Ülke tarihimiz adeta bu ihmallerin tarihi haline dönüşmüş durumdadır. Büyük Marmara Depreminin ardından, 2003’te Bingöl’de, 2011 Van’da, 2020’de Elazığ-Sivrice ve İzmir’de ve 11 ilimizi etkileyen 6 Şubat 2023 Kahramanmaraş ve 20 Şubat 2023 Hatay depremleri ne yazık ki bu ihmalin en ağır sonuçları olmuştur.
Marmara Depreminden almamız gereken en büyük ders, coğrafi riskler göz ardı edilerek kurulan şehirlerin, plansız-çarpık kentleşmenin ve mühendislik hizmeti almayan yapıların yurttaşlar için büyük bir tehdit olduğudur. Ancak bu ders alınmamıştır!
6306 sayılı yasa kapsamında Bakanlıkça resen belirlenebilen Rezerv yapı alanı uygulamasıyla; milyonlarca yurttaşımız hem yerinden edilmekte hem de güvencesiz konutlarda yaşamaya mahkum edilmektedir. Bu açıkça keyfi ve plansız bir uygulamadır. Kar hırsıyla kentin değerli arazilerine, zeytinliklerine rezerv alan kararı çıkarılarak verilen imar izinleri, coğrafi riskler göz ardı edilerek kurulan şehirler, plansız-çarpık kentleşme ve mühendislik hizmeti almayan yapılar yurttaşlar için büyük bir tehdittir.

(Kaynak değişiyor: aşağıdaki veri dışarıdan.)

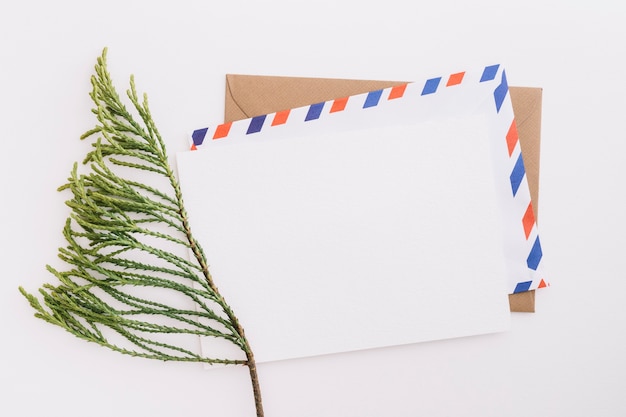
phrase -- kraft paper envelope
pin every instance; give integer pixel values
(254, 95)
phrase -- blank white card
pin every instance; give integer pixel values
(335, 242)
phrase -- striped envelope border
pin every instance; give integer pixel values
(483, 90)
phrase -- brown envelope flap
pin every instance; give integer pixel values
(249, 95)
(255, 95)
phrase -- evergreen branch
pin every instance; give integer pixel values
(113, 246)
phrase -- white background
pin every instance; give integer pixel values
(567, 359)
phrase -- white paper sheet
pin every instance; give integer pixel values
(351, 239)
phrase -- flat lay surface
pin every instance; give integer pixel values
(564, 359)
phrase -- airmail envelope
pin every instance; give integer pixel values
(254, 95)
(367, 221)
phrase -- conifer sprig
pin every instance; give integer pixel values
(129, 285)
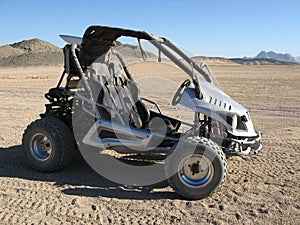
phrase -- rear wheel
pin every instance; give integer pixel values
(48, 145)
(197, 169)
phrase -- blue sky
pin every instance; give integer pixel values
(232, 28)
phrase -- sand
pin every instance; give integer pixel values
(260, 189)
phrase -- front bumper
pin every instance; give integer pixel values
(240, 145)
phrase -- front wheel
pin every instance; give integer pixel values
(48, 145)
(197, 168)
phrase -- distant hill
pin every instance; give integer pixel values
(253, 61)
(34, 52)
(276, 56)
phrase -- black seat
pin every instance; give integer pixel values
(123, 94)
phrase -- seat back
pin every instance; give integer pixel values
(112, 88)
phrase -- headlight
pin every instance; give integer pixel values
(234, 122)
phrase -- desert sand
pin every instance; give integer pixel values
(260, 189)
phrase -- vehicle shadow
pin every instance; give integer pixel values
(78, 179)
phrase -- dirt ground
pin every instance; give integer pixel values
(260, 189)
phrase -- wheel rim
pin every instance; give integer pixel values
(40, 147)
(196, 170)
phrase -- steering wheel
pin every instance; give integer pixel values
(180, 91)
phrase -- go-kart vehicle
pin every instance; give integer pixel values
(97, 105)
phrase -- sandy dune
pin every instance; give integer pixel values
(261, 189)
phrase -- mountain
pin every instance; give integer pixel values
(276, 56)
(33, 52)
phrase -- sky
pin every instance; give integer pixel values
(232, 28)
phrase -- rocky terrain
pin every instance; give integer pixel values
(259, 189)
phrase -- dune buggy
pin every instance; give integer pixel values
(97, 105)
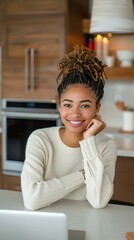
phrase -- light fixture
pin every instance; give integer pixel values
(115, 16)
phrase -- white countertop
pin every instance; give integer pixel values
(124, 141)
(109, 223)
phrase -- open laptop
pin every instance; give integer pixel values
(34, 225)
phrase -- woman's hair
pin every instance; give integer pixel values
(81, 67)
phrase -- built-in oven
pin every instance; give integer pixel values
(19, 119)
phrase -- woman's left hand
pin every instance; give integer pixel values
(94, 127)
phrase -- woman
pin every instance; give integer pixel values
(74, 161)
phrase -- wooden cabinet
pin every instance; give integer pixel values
(33, 42)
(0, 162)
(124, 180)
(120, 73)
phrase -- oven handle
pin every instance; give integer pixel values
(26, 69)
(32, 70)
(31, 115)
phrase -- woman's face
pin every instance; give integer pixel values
(77, 107)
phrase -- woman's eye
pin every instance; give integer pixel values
(85, 106)
(67, 105)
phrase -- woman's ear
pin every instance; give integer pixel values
(98, 107)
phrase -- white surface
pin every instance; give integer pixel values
(26, 225)
(128, 121)
(112, 16)
(111, 222)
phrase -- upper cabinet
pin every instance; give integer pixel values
(33, 42)
(115, 43)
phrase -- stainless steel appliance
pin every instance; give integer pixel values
(19, 119)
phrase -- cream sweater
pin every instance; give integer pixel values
(51, 170)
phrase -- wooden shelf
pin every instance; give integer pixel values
(120, 73)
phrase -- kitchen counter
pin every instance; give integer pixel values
(124, 141)
(111, 222)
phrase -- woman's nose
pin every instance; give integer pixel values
(75, 111)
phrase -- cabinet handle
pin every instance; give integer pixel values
(26, 69)
(32, 87)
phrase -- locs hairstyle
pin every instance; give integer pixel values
(81, 66)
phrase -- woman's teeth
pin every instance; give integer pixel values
(75, 122)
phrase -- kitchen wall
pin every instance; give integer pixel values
(113, 91)
(118, 89)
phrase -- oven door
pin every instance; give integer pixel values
(17, 126)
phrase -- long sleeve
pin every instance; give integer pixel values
(99, 164)
(41, 185)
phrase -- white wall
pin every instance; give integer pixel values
(113, 89)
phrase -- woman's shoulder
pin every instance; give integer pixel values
(49, 131)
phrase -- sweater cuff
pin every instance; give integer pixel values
(88, 147)
(73, 181)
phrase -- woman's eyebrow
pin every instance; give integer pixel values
(67, 100)
(82, 101)
(86, 101)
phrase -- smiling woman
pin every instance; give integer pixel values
(74, 161)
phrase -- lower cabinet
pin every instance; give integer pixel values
(11, 183)
(124, 180)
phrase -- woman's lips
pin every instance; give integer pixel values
(75, 123)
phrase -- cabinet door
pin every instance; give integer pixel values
(32, 47)
(15, 7)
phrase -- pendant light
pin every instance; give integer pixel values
(114, 16)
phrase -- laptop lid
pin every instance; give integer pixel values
(35, 225)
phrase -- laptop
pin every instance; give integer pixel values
(35, 225)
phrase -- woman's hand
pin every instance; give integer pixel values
(94, 127)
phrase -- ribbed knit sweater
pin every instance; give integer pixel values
(51, 169)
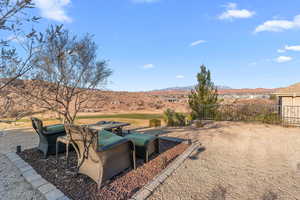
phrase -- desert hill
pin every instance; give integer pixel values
(151, 101)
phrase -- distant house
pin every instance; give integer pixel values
(289, 103)
(289, 96)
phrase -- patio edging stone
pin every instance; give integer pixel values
(48, 190)
(149, 188)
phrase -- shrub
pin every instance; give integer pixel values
(180, 119)
(154, 123)
(173, 118)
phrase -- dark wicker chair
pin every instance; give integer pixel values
(48, 136)
(101, 154)
(145, 145)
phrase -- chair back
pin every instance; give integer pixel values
(83, 137)
(37, 124)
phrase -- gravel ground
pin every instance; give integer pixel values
(121, 187)
(12, 184)
(240, 161)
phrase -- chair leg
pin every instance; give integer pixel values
(56, 153)
(67, 154)
(133, 159)
(146, 156)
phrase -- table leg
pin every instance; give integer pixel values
(56, 152)
(67, 154)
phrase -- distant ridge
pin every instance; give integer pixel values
(188, 88)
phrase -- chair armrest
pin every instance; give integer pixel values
(113, 145)
(50, 133)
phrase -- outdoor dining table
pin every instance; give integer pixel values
(112, 126)
(115, 127)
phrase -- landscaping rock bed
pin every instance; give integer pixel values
(122, 186)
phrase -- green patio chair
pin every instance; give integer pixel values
(101, 154)
(48, 136)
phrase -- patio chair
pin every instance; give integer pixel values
(48, 136)
(145, 145)
(101, 154)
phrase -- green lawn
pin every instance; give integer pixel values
(124, 116)
(143, 116)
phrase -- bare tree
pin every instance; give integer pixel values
(13, 15)
(66, 69)
(16, 40)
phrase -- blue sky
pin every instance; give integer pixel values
(152, 44)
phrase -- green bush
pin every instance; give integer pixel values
(154, 123)
(173, 118)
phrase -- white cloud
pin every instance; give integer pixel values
(279, 25)
(179, 76)
(233, 12)
(54, 9)
(17, 39)
(281, 50)
(292, 48)
(289, 48)
(145, 1)
(283, 59)
(148, 66)
(253, 64)
(195, 43)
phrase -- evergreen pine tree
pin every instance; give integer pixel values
(204, 96)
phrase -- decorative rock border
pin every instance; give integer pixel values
(149, 188)
(49, 191)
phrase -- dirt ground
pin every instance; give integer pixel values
(240, 161)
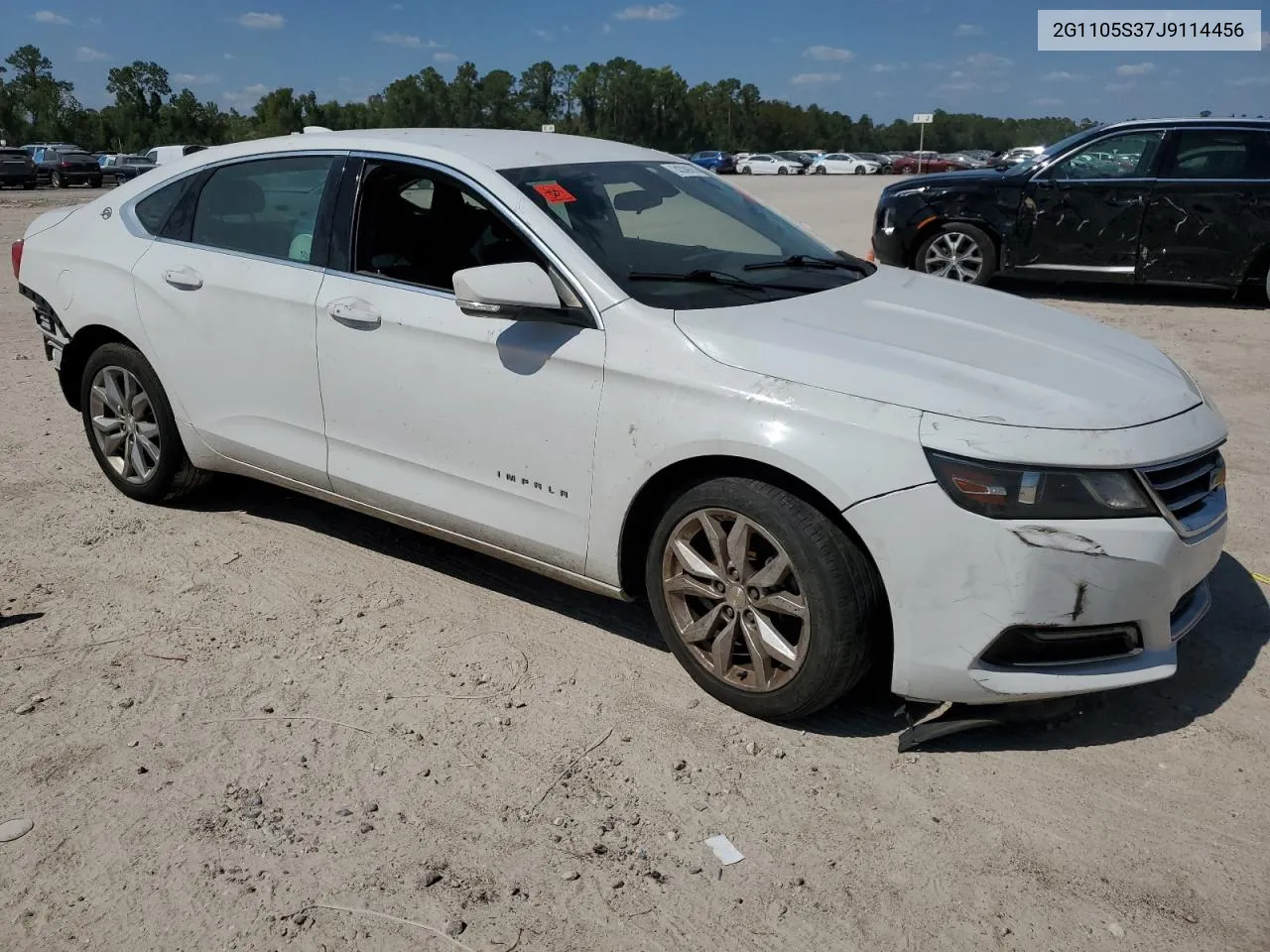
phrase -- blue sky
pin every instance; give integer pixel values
(883, 58)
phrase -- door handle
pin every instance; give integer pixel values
(353, 312)
(183, 278)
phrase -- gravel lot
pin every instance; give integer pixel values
(226, 717)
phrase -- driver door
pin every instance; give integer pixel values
(1083, 214)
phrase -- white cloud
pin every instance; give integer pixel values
(811, 79)
(828, 54)
(262, 21)
(988, 61)
(409, 42)
(246, 96)
(662, 12)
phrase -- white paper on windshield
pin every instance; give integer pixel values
(686, 171)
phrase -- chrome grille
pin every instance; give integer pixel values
(1191, 493)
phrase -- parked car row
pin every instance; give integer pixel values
(64, 164)
(1162, 200)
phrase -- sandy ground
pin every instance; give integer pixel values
(258, 706)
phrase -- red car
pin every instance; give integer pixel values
(903, 167)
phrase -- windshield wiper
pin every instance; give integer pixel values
(806, 262)
(706, 276)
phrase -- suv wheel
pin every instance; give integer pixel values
(131, 428)
(762, 598)
(957, 252)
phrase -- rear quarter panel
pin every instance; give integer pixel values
(81, 263)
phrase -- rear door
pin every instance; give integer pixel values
(1210, 211)
(226, 296)
(1083, 214)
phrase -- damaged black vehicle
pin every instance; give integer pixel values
(1162, 200)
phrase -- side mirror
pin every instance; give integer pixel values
(516, 291)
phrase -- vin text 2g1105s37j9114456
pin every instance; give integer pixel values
(607, 365)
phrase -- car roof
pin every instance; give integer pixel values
(494, 149)
(1189, 121)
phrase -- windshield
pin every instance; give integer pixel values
(674, 235)
(1051, 151)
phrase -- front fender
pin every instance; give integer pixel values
(689, 407)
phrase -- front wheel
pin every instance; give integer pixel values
(959, 252)
(766, 602)
(131, 428)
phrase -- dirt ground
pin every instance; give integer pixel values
(229, 717)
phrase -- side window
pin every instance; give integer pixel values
(1128, 157)
(1214, 154)
(264, 207)
(154, 209)
(420, 226)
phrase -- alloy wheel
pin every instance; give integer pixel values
(125, 424)
(953, 255)
(735, 599)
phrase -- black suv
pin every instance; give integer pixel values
(1162, 200)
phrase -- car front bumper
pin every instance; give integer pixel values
(957, 581)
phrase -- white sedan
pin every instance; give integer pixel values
(843, 164)
(604, 365)
(767, 166)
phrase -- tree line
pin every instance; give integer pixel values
(619, 99)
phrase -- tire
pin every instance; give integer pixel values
(832, 580)
(947, 254)
(171, 475)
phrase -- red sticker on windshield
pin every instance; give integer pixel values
(554, 193)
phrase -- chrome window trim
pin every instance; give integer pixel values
(494, 202)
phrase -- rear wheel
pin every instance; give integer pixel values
(957, 252)
(131, 428)
(767, 603)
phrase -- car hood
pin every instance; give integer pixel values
(957, 350)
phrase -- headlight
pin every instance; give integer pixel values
(1005, 492)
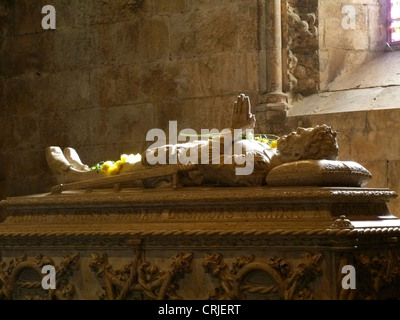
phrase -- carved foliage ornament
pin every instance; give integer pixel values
(140, 280)
(22, 278)
(266, 279)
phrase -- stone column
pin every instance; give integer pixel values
(273, 102)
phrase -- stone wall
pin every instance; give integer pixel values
(342, 49)
(372, 141)
(111, 71)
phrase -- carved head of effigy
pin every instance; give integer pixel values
(315, 143)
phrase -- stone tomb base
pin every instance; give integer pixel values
(202, 243)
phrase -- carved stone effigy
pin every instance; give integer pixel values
(266, 242)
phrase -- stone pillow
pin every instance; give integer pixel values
(319, 173)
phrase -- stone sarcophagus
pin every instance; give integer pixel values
(201, 243)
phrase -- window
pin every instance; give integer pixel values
(394, 22)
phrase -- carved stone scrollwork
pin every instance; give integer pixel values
(265, 279)
(377, 276)
(140, 280)
(22, 278)
(302, 51)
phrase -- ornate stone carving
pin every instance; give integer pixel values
(377, 276)
(21, 279)
(270, 279)
(303, 70)
(140, 279)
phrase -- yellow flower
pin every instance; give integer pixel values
(109, 168)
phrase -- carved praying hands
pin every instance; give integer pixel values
(242, 118)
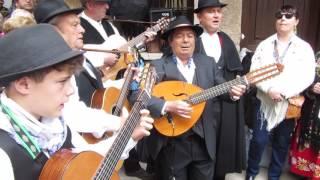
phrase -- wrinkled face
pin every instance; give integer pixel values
(25, 4)
(182, 42)
(100, 10)
(71, 29)
(49, 96)
(210, 18)
(286, 22)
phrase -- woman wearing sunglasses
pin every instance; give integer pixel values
(271, 123)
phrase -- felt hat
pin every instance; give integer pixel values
(31, 48)
(181, 21)
(48, 9)
(208, 3)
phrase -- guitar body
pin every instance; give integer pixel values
(177, 90)
(65, 165)
(106, 99)
(111, 72)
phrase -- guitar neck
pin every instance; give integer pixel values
(112, 157)
(215, 91)
(123, 93)
(140, 38)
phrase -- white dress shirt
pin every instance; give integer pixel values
(211, 44)
(297, 75)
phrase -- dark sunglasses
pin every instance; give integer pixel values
(279, 15)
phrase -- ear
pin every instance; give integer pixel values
(297, 22)
(23, 85)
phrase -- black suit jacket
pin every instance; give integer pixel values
(87, 84)
(231, 135)
(207, 76)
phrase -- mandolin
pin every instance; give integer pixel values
(66, 165)
(125, 58)
(194, 95)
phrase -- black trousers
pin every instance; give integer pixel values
(185, 158)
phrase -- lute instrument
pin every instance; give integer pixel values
(178, 90)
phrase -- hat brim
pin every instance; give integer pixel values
(60, 12)
(215, 5)
(6, 79)
(197, 29)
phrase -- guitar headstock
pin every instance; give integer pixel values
(264, 73)
(162, 23)
(148, 78)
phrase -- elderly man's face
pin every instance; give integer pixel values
(210, 18)
(98, 9)
(182, 42)
(71, 29)
(25, 4)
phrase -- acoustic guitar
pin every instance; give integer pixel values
(125, 58)
(66, 165)
(175, 125)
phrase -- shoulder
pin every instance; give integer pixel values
(203, 57)
(6, 166)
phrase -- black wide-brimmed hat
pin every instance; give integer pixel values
(181, 21)
(31, 48)
(208, 3)
(48, 9)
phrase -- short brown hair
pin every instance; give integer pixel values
(71, 66)
(17, 22)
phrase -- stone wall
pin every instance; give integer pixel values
(231, 23)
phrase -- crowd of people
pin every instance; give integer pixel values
(47, 83)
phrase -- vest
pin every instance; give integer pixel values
(24, 167)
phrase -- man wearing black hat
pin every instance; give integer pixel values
(33, 126)
(97, 30)
(192, 154)
(217, 44)
(81, 118)
(65, 18)
(34, 95)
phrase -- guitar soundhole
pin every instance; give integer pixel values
(180, 94)
(113, 109)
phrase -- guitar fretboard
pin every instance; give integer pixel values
(140, 38)
(123, 93)
(112, 157)
(215, 91)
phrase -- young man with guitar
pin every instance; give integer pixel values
(33, 127)
(79, 117)
(86, 120)
(191, 155)
(217, 44)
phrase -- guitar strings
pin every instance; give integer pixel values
(107, 167)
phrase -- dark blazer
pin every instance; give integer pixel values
(207, 76)
(87, 84)
(231, 135)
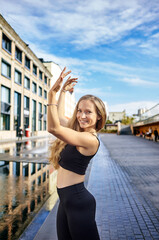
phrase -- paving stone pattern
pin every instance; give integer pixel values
(122, 212)
(139, 159)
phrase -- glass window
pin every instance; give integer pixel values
(45, 112)
(17, 111)
(6, 43)
(26, 103)
(34, 87)
(27, 62)
(5, 109)
(26, 82)
(26, 112)
(45, 80)
(33, 115)
(18, 77)
(40, 75)
(45, 94)
(34, 69)
(40, 91)
(18, 54)
(6, 69)
(40, 117)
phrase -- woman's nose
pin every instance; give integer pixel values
(83, 115)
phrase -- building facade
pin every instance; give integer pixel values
(116, 116)
(70, 101)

Biliyoruz ki, devletin asli görevlerinden biri doğa kaynaklı afetlerin oluşturacağı zararları en aza indirmek olmalıdır. Bunu sağlamak, temel yaşam hakkının korunması için gereklidir. Kentlerde yapıların yer seçimlerinden başlanarak; üretilen yapıların tüm aşamalarında kamusal denetimin sağlanması gereklidir.
Depremler başta olmak üzere, afetlere karşı bütünlüklü, sağlıklı, insanca bir yaşam ve çevre için, ülkemizin yeni büyük sosyal afetler, sosyal yıkımlar yaşamaması için gereken önlemlerin ivedilikle alınmasını, yapı denetimi uygulamasını yönlendiren kararlar ve ilgili tüm mevzuatın, TMMOB ve bağlı Odalar, üniversiteler ve ilgili kesimlerin katılımıyla düzenlenmesi gerektiğini bir kez daha vurguluyoruz.
Güvenli yapılaşmanın sağlanması ve tüm bu süreçlerin sağlıklı işletilebilmesi için meslek odalarının sürece etkin katılımını sağlayacak yeni bir planlama, tasarım, üretim ve denetim süreci modeli derhal benimsenmelidir.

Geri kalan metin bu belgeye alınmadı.